‘Zonder je vast te houden?’
‘Ja.’
Ik kon mijn oren niet geloven. ‘Hoe deed ze dat dan?’
‘Ik weet het niet precies. Maar ze zei voortdurend: Goed zo, Maaike! Goed zo. En dat klonk zo overtuigend, zo aanmoedigend... dat ik wel moest opstaan. En ik voelde me daar zo goed bij, zo onvoorstelbaar goed. En ze zei ook dat alles wel weer goed zou komen, maar dat ik er moest in geloven. En nu geloof ik er weer in. Het komt goed. Je zult het zien.’
‘Het komt zeker goed,’ beaamde ik. ‘Ik heb al meer dan over honderd analoge gevallen horen vertellen waarbij het toch nog goedkwam.’
‘Over de mensen bij wie het niet goedkwam, zwijgen ze wijselijk,’ relativeerde ze.
‘Het is alleszins een fameuze opsteker na dat sombere gezwets van die dokter gisteren.’
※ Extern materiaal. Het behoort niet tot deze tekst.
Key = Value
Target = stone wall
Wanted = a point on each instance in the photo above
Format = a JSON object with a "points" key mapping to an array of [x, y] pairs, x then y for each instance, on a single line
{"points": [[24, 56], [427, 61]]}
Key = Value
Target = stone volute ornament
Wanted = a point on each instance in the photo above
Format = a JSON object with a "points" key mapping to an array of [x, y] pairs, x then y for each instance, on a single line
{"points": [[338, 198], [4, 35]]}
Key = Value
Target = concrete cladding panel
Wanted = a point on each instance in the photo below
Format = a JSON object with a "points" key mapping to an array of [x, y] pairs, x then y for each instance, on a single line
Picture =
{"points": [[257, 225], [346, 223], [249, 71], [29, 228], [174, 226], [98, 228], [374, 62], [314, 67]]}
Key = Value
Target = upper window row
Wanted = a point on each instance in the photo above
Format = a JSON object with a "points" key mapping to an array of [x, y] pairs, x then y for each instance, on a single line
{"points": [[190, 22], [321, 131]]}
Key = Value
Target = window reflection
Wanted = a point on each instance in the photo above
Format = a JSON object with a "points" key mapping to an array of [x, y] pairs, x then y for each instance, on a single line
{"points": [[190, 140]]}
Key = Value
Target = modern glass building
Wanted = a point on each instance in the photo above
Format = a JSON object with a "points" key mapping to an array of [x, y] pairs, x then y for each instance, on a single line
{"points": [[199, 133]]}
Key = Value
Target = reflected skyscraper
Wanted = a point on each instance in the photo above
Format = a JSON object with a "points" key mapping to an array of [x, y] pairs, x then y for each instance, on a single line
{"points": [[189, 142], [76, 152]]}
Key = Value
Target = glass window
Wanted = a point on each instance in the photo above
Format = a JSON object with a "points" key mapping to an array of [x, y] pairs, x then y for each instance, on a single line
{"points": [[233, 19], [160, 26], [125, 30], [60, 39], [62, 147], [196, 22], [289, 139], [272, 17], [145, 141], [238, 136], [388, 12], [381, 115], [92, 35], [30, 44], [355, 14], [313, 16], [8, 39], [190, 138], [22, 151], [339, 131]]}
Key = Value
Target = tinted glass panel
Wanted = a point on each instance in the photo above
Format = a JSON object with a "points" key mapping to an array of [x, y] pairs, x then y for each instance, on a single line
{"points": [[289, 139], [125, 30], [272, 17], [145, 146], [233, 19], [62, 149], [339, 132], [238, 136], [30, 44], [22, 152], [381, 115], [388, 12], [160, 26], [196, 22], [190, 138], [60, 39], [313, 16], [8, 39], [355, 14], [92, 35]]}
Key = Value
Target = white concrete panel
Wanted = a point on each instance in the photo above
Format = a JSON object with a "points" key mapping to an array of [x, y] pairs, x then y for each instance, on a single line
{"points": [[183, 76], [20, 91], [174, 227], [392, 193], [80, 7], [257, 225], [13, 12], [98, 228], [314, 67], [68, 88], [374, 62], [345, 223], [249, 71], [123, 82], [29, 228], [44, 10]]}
Ze glimlachte. ‘Ingridje zei dat die dokter beter moest weten. Ze dacht dat hij me wilde behoeden voor te veel optimisme en bijgevolg voor te grote ontgoochelingen. Maar ze dacht ook wel dat hij meer tijd moest besteden aan het bestuderen van de hem overgemaakte dossiers.’
‘Zei ze dat allemaal?’
‘Ja.’
‘En ze is een stagiaire?’
‘Ja.’
Ik zwenkte bijna akrobatisch met de rolstoel langs een verraderlijke del in het asfalt.
‘Goed zo!’ zei ze met haar sopranenstem, die ik niet meer gehoord had sedert de beademingsbuis op Intensieve Terapie in Leuven haar stembanden had gekneusd.
Aan de kapel van Onze-Lieve-Vrouw van de Averegten stak ze de hand op. ‘Goed zo!’ riep ze. ‘Goed zo!’